Let's preview this a little bit, by imagining an incredibly simple world and model of categorization: to decide if something is a cat or a dog (supposing, for this moment, that no other concepts exist), you simply count up whether it has more cat-like features or more dog-like features. That is, if it meows, is small, and plays with string, it's a cat. If it's big, barks, and plays with bones, it's a dog. If it's some mix of those, then it's simply whatever animal it shares more features with.

**Queston 5:** Write a `dog_or_cat` function that takes a list of features for a given object and determines whether that object is a cat or a dog.

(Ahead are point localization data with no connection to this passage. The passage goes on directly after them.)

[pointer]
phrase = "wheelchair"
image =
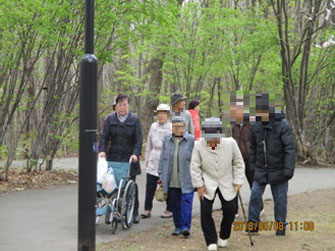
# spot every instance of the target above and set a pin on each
(118, 205)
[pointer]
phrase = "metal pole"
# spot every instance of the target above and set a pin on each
(245, 218)
(87, 137)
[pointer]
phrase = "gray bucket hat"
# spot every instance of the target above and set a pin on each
(175, 97)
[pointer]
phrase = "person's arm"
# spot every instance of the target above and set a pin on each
(289, 149)
(196, 167)
(253, 149)
(190, 124)
(149, 145)
(137, 139)
(161, 161)
(238, 166)
(105, 136)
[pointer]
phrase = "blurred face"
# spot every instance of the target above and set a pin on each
(264, 114)
(236, 112)
(178, 129)
(162, 117)
(122, 107)
(213, 142)
(180, 105)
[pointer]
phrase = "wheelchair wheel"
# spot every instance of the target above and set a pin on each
(128, 204)
(114, 225)
(109, 216)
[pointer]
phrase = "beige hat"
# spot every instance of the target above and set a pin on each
(163, 107)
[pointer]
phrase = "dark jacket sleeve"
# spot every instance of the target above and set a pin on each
(289, 149)
(253, 149)
(105, 135)
(137, 138)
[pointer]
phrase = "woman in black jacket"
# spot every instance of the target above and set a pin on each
(123, 130)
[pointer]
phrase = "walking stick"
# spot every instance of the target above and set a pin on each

I've gotten you started a bit below, and here's a hint to get you going: maybe you want to check each individual feature of the object and see whether it's in `cat_features` or `dog_features`? So you'll definitely be needing to write a loop and conditional (if/then) or two!

In [7]:
def dog_or_cat(object_features):
    """
    object_features: list of features like 'meows', 'barks', 'small', 'big', etc.
    """
    cat_features = ['meows','small','plays-with-string']
    dog_features = ['barks','big',  'plays-with-bone']
    
    similarity_to_cat = 0
    similarity_to_dog = 0
    
    """
    Insert your code below
    """
    
    # maybe given them everthing except the loop + embedded if/else, 
    # as well as the second if/else?
    
    for feature in object_features:
        if feature in cat_features:
            similarity_to_cat = similarity_to_cat + 1
        else:
            similarity_to_dog = similarity_to_dog + 1

    if similarity_to_cat > similarity_to_dog:
        category = 'cat'
    else:
        category = 'dog'
    
    return category

Test the model. Of course, if you programmed it right, this next cell should output `'cat'`.

In [8]:
test_object = ['meows','small','plays-with-string']
dog_or_cat(test_object)

'cat'

Try more test-cases. Again, if your function was written appropriately, then running the next chunk should not generate any errors!

In [9]:
assert dog_or_cat(['meows','small','plays-with-string']) == 'cat'
assert dog_or_cat(['barks','big',  'plays-with-bone'])   == 'dog'
assert dog_or_cat(['meows','small','plays-with-bone'])   == 'cat'

**Question 6:** What about this model of categorization seems inaccurate or incomplete with respect to concepts and categorization? How might you modify this model to rectify these issues? You can just discuss this verbally (in a few sentences), but do feel free to try implementing some modifications with Python, if you are so inclined! (If you chose this latter route, you could copy and paste the `dog_or_cat` definition from above into a new cell below, and then modify, rename, and test it.)